Autozulieferer Getrag baut Stellen ab

Der Autogetriebe-Hersteller Getrag baut 345 Stellen ab, will dabei aber ohne Kündigungen auskommen. Das Unternehmen erhofft sich dadurch 27 Millionen Euro an Einsparungen.

HB FRANKFURT. 215 Arbeitsplätze sollen schrittweise in den nächsten zweieinhalb Jahren in den Werken Ludwigsburg, Neuenstein und Rosenberg gestrichen werden, weitere 130 in der Hauptverwaltung in Untergruppenbach bei Heilbronn, wie das Familienunternehmen am Mittwoch mitteilte.

In Ludwigsburg bleiben nur 111 von 470 Beschäftigten. Das dort bestehende Werk wird geschlossen. Die restlichen Mitarbeiter sollen auf Neuenstein und Rosenberg sowie ein neues, kleineres Werk in der Region verteilt werden. Getrag erhofft sich dadurch 27 Millionen Euro an Einsparungen.

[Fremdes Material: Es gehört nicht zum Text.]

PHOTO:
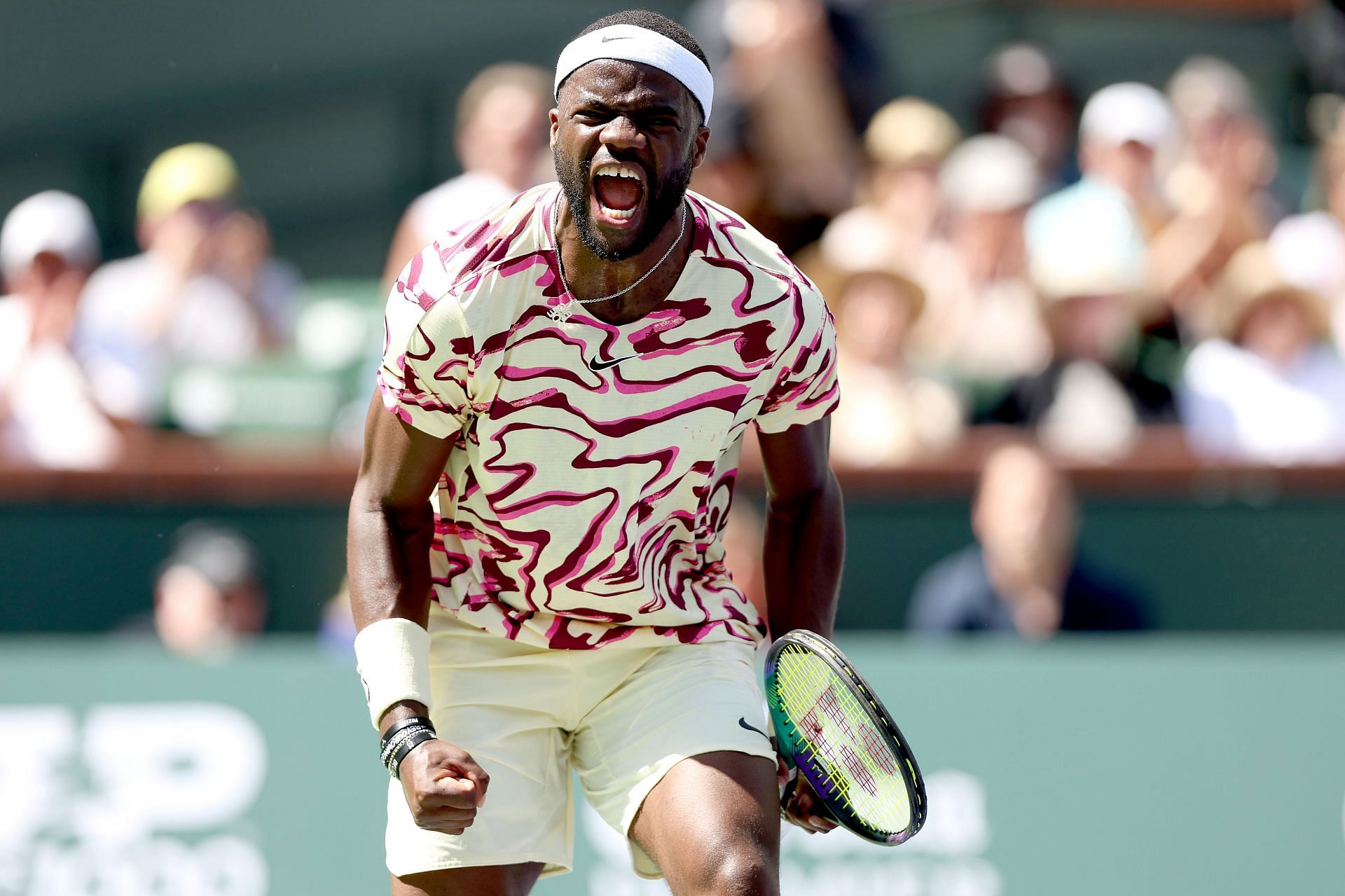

Die IG Metall hatte den Abbau von 380 der 14 000 Stellen befürchtet und ein Konzept vorgelegt, nach dem nur 234 Jobs wegfallen sollten. Getrag leidet unter Mindereinnahmen durch die Automobil-Absatzkrise und einen geplatzten Lieferauftrag für den US-Autobauer Chrysler.

Die Gewerkschaft machte auch gescheiterte Expansionspläne für die Krise verantwortlich. Mit der Einigung sei aber die Basis für eine dauerhafte Fortführung des Konzerns gegeben. Bezirksleiter Jörg Hofmann appellierte an die Banken, die weitere Finanzierung zu sichern.

Getrag beliefert nahezu alle Autohersteller weltweit mit Getrieben und -komponenten. Für 2008 hatte sich Getrag einen Umsatzanstieg auf 2,9 von 2,6 Milliarden Euro vorgenommen.